Embattled spy cop Captain Morris "KGB" Tshabalala could - in a desperate bid to save his own skin after being fired yesterday - expose the involvement of current and former police top brass in alleged widescale corruption.

The heist-accused crime intelligence officer's woes deepened yesterday as a 15-year warrant of arrest for armed robbery was executed, immediately putting him in prison for 10 years.

The scandal around how Tshabalala managed to evade arrest since 1998, how he was employed as a crime intelligence officer despite having a criminal record and how he got top security clearance has left SA Police Service bosses red-faced and spurred them into action.

National police commissioner General Riah Phiyega said yesterday: "This is an extremely serious matter."

The Times exposed Tshabalala's chequered past soon after his arrest three weeks ago for alleged involvement in a R3-million cash-in-transit heist in February.

He is also being investigated in connection with seven other cash-in-transit heists in which more than R30-million was stolen.

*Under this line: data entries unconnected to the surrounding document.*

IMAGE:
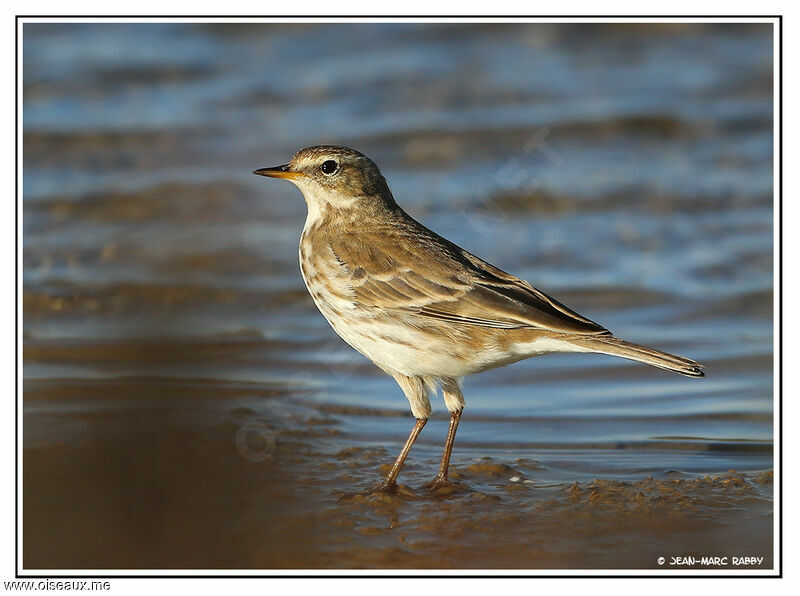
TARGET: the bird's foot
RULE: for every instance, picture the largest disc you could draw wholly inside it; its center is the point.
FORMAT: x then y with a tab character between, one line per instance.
442	486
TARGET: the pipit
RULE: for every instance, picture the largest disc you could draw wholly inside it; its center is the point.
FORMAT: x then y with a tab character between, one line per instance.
424	310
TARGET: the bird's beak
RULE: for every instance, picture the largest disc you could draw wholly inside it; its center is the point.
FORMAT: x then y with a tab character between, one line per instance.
279	172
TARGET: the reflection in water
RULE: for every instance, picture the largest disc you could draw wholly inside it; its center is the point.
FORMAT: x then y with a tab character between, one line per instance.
626	170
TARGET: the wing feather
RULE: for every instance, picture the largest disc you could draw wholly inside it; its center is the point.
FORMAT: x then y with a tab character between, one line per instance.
420	273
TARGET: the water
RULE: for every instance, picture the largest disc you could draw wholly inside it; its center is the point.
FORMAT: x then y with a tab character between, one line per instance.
624	169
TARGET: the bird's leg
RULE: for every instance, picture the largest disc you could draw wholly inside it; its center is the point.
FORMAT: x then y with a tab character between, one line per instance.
441	477
391	480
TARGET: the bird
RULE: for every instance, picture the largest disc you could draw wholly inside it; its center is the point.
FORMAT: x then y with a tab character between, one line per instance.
421	308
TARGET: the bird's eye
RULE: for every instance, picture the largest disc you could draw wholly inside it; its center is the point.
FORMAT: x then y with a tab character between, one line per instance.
329	167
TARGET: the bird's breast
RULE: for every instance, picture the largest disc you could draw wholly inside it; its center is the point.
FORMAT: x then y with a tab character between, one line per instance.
326	280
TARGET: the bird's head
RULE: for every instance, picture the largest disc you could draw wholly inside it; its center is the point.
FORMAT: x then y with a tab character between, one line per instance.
333	176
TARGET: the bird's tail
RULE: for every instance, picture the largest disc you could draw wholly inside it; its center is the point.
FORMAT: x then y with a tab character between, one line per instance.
623	349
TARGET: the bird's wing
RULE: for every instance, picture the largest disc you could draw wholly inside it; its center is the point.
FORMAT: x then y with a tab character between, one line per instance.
426	275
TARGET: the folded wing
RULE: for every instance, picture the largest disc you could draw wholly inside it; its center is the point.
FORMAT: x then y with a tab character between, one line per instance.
423	274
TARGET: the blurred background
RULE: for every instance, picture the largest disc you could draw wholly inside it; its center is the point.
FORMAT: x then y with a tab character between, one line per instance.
185	405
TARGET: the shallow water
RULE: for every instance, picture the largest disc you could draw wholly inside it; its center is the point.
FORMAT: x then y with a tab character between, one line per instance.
187	395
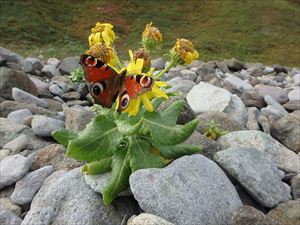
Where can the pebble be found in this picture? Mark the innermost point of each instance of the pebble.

The Times has learnt that Phiyega and the head of the Hawks, Lieutenant-General Anwar Dramat, led a high-level meeting in Pretoria yesterday at which the police commissioner apparently ordered that Dramat personally oversee an investigation into Tshabalala.

Police sources close to the investigation said the 39-year-old officer was possibly entering negotiations that would purportedly expose high-ranking officers and a web of alleged corruption.

It is suspected that Tshabalala used his knowledge of their activities and those behind them to stay out of prison.

But Tshabalala's lawyer, Dolph Jonker, yesterday denied any knowledge of plea negotiations, "in this or any other matter".

"There is nothing more I want to tell you about this or any other matter relating to Tshabalala," Jonker said.

Phiyega is said to have demanded at yesterday's meeting to be informed of Tshabalala's new prison number - 213218917.

This, according to sources, is so she can be sure he is finally behind bars. She wants Dramat to investigate who squashed a May 1998 warrant for Tshabalala's arrest and the related serious security breaches at the SAPS criminal record centre. The warrant, executed against a surprised Tshabalala in his prison cell yesterday, relates to a 1994 armed robbery in Pretoria.

He was convicted and sentenced in 1996 to 10 years in prison, but appealed the sentence after serving just two weeks of it.

In 1998, he abandoned his appeal, which prompted the issuing of the warrant.

But Tshabalala never returned to prison and, in fact, joined the police service in 2002. Within six months he was promoted from the rank of constable to captain.

Yesterday, Tshabalala told officers he had never known his appeal had failed and if he had, he would have handed himself over to police.

He is being held in Groenpunt maximum-security prison in Free State awaiting trial in the Sasolburg cash-in-transit heist case.

Tshabalala abandoned his bail application on Wednesday.

But his co-accused, Sergeant Willby Molefe, Sipho Nkosi, Mapotswe Moloi, Lehlogonolo Tiekelele and Sipho Motsamayi, are still pursuing their bail applications and will appear in the Sasolburg Magistrate's Court again next week.

Tshabalala has been put in a single cell because, police say, he is considered a high-risk prisoner who cannot be booked out without notification of the investigators.

A detective, however, said the placing of Tshabalala in a single cell showed the influence he still wielded.

"We believe the level of corruption Tshabalala potentially has knowledge of goes right to the top. It is around past and present senior officers," the detective said.

Hawks spokesman Captain Paul Ramaloko declined to comment on any aspect of the investigations of Tshabalala.

"He is a sentenced prisoner and is awaiting trial in connection with the Sasolburg heist," he said.